Wenn Kerstin Seltmann ein Kerbtier porträtiert, dann gewiss nicht, weil es eine Menge davon in ihrem brandenburgischen Wahlheimatdorf Kemlitz gibt und sich das dort halt anbietet, sondern weil seine Form dem von ihr Empfundenen am ehesten entspricht, wenn sie Zorn, Depression, womöglich auch Hybris bändigen muss.

Doch hat sie die Form einmal gebändigt, ist der Rest – Farbe. Farbe, Farbe und nochmals Farbe. Auf die Frage, seit wann sie ihrer Farbleidenschaft fröne, erwiderte sie einmal knapp: „Seit ich mich über schlechte Farben geärgert habe.“ Wer begreifen will, wie sehr sie sich ärgern kann, schaue sich ihre rottönende „Basler Fastnacht“ an. – Apropos Fragen: Kerstin Seltmanns Antworten sind Fragen, ihre Fragen Antworten.
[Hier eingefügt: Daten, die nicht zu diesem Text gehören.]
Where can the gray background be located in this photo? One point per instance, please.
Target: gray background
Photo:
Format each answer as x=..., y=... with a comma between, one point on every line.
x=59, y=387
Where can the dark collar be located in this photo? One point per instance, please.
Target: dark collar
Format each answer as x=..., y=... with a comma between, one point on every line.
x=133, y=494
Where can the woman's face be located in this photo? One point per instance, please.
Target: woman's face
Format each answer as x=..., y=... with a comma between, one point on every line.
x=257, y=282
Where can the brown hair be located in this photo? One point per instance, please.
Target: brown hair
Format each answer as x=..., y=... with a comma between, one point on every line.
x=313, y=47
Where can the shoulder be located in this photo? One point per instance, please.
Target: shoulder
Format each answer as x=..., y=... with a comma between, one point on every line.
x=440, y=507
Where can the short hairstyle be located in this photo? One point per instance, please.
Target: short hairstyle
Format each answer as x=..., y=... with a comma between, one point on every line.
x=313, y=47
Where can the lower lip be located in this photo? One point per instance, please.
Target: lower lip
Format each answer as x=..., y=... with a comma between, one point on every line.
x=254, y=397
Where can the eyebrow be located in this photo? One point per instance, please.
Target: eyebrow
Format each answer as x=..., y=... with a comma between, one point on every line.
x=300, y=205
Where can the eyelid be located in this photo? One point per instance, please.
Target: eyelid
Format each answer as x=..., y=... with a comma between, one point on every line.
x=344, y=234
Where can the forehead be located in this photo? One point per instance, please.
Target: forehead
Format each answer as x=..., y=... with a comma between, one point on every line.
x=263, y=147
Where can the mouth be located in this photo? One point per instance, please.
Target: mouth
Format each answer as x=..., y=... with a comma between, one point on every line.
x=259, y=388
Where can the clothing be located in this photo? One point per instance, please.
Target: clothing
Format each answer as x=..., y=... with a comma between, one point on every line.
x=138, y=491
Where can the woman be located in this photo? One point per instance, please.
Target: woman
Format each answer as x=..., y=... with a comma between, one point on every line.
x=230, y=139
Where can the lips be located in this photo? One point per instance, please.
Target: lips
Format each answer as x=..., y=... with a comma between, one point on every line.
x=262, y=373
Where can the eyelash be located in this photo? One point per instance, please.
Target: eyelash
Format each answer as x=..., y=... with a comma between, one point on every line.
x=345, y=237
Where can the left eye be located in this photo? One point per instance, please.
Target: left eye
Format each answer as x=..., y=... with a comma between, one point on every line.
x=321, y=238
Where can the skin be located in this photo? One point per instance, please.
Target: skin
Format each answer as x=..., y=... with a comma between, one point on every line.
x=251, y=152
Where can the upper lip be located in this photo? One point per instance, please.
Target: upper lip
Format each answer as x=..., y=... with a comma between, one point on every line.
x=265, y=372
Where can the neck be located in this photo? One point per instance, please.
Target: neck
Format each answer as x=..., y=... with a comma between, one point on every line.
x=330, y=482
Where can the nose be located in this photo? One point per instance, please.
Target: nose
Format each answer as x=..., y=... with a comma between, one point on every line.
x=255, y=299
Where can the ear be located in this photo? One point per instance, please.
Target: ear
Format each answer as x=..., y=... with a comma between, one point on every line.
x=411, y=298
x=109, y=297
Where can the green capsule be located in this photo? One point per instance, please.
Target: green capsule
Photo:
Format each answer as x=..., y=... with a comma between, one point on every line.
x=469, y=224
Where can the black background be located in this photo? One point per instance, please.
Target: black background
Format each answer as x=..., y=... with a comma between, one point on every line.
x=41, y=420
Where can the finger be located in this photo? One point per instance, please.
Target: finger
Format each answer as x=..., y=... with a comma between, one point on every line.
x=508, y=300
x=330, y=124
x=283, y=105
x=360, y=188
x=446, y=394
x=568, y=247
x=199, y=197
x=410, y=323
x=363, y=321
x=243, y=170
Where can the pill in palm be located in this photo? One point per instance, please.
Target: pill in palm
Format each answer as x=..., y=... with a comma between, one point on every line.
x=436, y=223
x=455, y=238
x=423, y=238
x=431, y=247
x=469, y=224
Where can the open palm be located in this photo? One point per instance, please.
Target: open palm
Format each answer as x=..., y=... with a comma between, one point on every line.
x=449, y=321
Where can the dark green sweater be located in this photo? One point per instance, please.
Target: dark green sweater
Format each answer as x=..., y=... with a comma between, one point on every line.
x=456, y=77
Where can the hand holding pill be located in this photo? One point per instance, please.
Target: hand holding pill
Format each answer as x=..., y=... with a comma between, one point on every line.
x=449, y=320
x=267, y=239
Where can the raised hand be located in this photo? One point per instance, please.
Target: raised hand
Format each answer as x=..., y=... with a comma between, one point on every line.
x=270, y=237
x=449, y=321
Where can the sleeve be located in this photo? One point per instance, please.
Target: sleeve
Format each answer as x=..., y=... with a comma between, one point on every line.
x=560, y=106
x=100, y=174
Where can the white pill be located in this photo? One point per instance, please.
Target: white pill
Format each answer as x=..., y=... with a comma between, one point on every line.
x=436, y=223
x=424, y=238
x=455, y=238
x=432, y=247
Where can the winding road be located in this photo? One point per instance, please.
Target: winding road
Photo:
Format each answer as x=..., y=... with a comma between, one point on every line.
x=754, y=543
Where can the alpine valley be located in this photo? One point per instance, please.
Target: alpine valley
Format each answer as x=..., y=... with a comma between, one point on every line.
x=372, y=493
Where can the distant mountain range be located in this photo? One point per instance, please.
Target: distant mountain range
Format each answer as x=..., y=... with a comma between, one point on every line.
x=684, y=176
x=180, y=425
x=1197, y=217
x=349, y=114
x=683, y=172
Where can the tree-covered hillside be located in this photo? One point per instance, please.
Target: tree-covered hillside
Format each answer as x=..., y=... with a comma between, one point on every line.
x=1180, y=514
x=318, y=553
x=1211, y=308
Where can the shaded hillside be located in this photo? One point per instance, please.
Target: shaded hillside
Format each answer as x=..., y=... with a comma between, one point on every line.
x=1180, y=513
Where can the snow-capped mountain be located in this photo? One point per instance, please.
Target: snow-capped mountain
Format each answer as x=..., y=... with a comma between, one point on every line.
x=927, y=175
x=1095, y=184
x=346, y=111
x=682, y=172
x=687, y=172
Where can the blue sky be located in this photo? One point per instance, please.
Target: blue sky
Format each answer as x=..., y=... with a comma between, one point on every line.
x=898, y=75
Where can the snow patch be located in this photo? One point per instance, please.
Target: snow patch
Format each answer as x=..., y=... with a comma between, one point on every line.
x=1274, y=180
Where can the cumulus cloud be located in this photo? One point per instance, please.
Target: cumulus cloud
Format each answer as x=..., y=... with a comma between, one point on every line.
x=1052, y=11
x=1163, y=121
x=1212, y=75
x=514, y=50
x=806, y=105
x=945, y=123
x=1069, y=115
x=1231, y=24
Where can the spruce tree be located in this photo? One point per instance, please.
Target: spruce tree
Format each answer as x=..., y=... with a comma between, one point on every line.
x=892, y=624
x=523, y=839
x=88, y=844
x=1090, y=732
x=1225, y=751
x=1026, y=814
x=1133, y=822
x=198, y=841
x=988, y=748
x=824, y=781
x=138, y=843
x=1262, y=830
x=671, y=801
Ihr Credo ist nicht der Goldene Schnitt. Was sie leistet, ist Knochenarbeit der Abstraktion: Der Tod der Kreatur wird bei ihr zur Metapher für das Leben. Zum umgekehrten Memento mori gewissermaßen. Also nicht: Gedenke, dass du sterben musst. Sondern: Gedenke dessen, was das Leben wert ist!

Das ist die Erschütterung, die alle „Seltmannkeiten“ auslösen. Dabei ist weniger wichtig, was deren Schöpferin „uns sagen will“. Denn letztlich ist auch in ihren Bildern nur anwesend, was wir Betrachter zu imaginieren vermögen. Und je nachdem, wozu wir dabei imstande sind, verwirren, stören, erleuchten, betören diese Bilder. Manchmal bleibt auch bloß Ratlosigkeit. Aber lieber ratlos als falsch beraten.

„Malen ist da sein“, sagt Kerstin Seltmann. Was Wunder, dass ihr Thema das Dasein ist. Drunter geht’s für eine wie sie nicht. Weshalb es gut ist, dass sie nicht „vor dem Menschen geboren“ worden ist.